The statement reeks of genetic determinism, the idea that our traits arise predominantly if not entirely from our genes. The 90% suggests a reference to heritability, which for intelligence ranges from 50% to 80%, depending upon the study consulted. But heritability isn’t the genetic contribution to a trait. Rather, it’s the genetic contribution to the VARIABILITY of a trait.

Writings from Nazi Germany mention “good blood” and “pure blood,” with a lone drop enough to confer non-purity. I’m reminded of the episode of All in the Family in which bigot Archie Bunker is horrified to learn he’s about to receive a transfusion from a black, female, West Indian physician who shares his rare blood type. “Not to worry,” she cautions him with a grin, “when you come out (of) the anesthetic, you might have a strange craving for watermelon.”

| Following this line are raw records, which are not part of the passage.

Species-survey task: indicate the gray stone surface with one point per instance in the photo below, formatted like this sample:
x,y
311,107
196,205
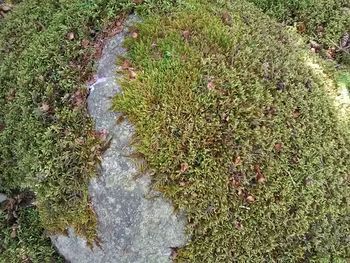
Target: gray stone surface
x,y
132,227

The Nazis quest for pure Aryan blood entailed both positive and negative eugenics. The Lebensborn program, begun in 1935, took the children from “unwed mothers” knocked up by the SS and placed them in good Aryan homes, and also placed appropriately blue-eyed, blond orphans in homes, while murdering millions who didn’t fit the Aryan definition of Nordic people from England, Germany, Denmark, Sweden, or Norway. Excluded whites were Roma, ethnic Poles, Slavics, and of course Jews, all deemed subhuman by the self-appointed master race.

The Nazi “Law for the Prevention of Hereditarily Diseased Offspring” provided a list. While hereditary blindness and deafness and “Hereditary chorea” are single-gene conditions, “Congenital Mental Deficiency, Schizophrenia, Manic-Depressive Insanity, Hereditary Epilepsy,” and “any severe hereditary deformity” are not. Yet Genetic Health Courts ruled on who should be sterilized to halt transmission of faulty genes.


Some people on Stormfront ask what to do after learning their genetic ancestry is not what they expected. Most answers are polite, but some are variations on “If you do care about the White race, don’t breed with any White women, therefore not polluting our gene pool.”

Intentionally restricting a gene pool (a term that describes a population, not a person or family) to promote a perceived superiority is a real headscratcher to anyone who knows any biology whatsoever.

Survival stems from genetic diversity – not sameness. That’s why sexual reproduction has been so successful: A plague can’t wipe out a population if some members are resistant to the pathogen thanks to gene variants. Conversely, a field of genetically identical anything is vulnerable to change. So Craig Cobb, the white nationalist who inspired Panofsky and Donovan’s project when he was mortified onstage when confronted with genetic ancestry test results indicating he’s 14% African, should instead be thankful that he’s not 100% white.

The idea is straightforward. Members of the same ancestral population having children together increases the chance that mutations inherited from recently shared ancestors will show up in a child. The close relationships amplify the distribution of mutations, and incidence of certain single-gene diseases increases.

The phrase “Jewish genetic diseases” isn’t prejudicial; it states a biological fact. The mass murders of Jews throughout history have strangled their genetic diversity, creating serial population bottlenecks that have concentrated certain disease-causing mutations that made it through the pogroms and Holocaust. And so we have Canavan disease, Tay-Sachs disease, familial dysautonomia, and some two dozen other illnesses that strike other families too, but us with higher frequency

The Amish and Mennonites too have much higher incidence of several single-gene diseases that they brought in from Europe. For example, maple syrup urine disease affects 1 in 400 newborns in these groups, but only 1 in 225,000 in the general population.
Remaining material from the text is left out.